Das sagte der Sprecher der Strafverfolgungsbehörde, Wolfgang Maier, am Montag. Es geht um eine Kundgebung vor der regionalen Molkerei Breisgaumilch am 21. September des vergangenen Jahres. Damals hatten Dutzende Landwirte acht Stunden lang verhindert, dass die Molkerei in Freiburg mit frischer Milch beliefert wird. Die Aktion war Teil einer bundesweiten Kampagne für höhere Milchpreise, die vom Bundesverband Deutscher Milchviehhalter (BDM) angestoßen wurde.
Bei den Ermittlungen der Staatsanwaltschaft Freiburg geht es nun aber nicht um die Frage, ob der Boykott der Molkerei zulässig war oder nicht. "Wir müssen zunächst prüfen, ob eine Straftat vorliegt oder nicht. In Frage kommt Nötigung. Es geht darum, ob auf Mitglieder des Aufsichtsrates der Breisgaumilch unerlaubt Zwang ausgeübt wurde", sagte Maier.

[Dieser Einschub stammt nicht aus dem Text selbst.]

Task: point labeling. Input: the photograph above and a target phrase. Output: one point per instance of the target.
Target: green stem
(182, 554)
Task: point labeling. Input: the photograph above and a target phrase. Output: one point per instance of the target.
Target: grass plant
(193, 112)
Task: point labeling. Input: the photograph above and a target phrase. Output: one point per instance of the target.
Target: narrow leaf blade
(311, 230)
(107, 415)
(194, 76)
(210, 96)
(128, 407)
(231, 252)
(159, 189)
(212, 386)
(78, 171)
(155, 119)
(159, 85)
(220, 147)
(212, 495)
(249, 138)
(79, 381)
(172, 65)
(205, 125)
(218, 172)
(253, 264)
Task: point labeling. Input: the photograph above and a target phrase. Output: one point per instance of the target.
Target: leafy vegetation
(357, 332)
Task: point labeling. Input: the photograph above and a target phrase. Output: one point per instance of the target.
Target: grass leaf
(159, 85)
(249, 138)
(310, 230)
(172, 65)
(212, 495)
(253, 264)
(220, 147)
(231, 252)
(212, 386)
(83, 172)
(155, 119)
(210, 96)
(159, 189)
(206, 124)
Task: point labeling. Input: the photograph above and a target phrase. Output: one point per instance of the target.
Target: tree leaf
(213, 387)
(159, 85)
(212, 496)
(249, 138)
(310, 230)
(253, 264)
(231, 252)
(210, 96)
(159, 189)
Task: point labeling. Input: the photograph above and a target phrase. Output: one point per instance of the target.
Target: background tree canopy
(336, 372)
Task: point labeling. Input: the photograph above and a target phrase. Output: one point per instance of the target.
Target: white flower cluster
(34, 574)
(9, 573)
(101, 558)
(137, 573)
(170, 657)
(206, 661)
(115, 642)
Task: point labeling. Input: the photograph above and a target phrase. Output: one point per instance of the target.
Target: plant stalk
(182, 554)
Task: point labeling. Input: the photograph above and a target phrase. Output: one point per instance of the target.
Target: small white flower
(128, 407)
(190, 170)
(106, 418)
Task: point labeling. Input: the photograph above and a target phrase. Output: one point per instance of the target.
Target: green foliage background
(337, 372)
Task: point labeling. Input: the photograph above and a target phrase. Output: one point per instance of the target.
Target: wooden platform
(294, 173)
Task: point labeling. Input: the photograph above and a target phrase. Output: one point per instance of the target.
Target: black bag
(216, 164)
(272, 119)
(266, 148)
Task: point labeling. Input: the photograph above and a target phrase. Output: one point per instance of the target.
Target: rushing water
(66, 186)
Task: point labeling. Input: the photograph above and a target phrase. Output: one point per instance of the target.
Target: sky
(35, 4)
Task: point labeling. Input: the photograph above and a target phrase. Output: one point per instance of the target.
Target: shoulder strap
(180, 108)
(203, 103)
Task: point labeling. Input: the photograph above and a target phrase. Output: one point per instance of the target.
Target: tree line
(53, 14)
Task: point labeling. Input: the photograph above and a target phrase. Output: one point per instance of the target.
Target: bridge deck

VERSTIMMUNGEN INNERHALB DER BAUERNSCHAFT
Pikant an den Ermittlungen ist, dass der Aufsichtsrat auf seiner Sitzung während des Boykotts am 21. September einstimmig entschieden hatte, jene Milchbauern finanziell zu unterstützen, die sich dem Boykott angeschlossen hatten und keine Milch mehr lieferten. Sie sollten einen Vorschuss bekommen, der mit späteren Lieferungen verrechnet werden sollte. Im Gegenzug sollte ein Teil des Milchgeldes bei jenen Landwirten einbehalten werden, die trotz Boykott weiter Milch ablieferten. Dies führte zu Verstimmungen innerhalb der Bauernschaft. Das Wort "Erpressung" machte die Runde. Die Regelung wurde kurze Zeit später vom Aufsichtsrat wieder gekippt.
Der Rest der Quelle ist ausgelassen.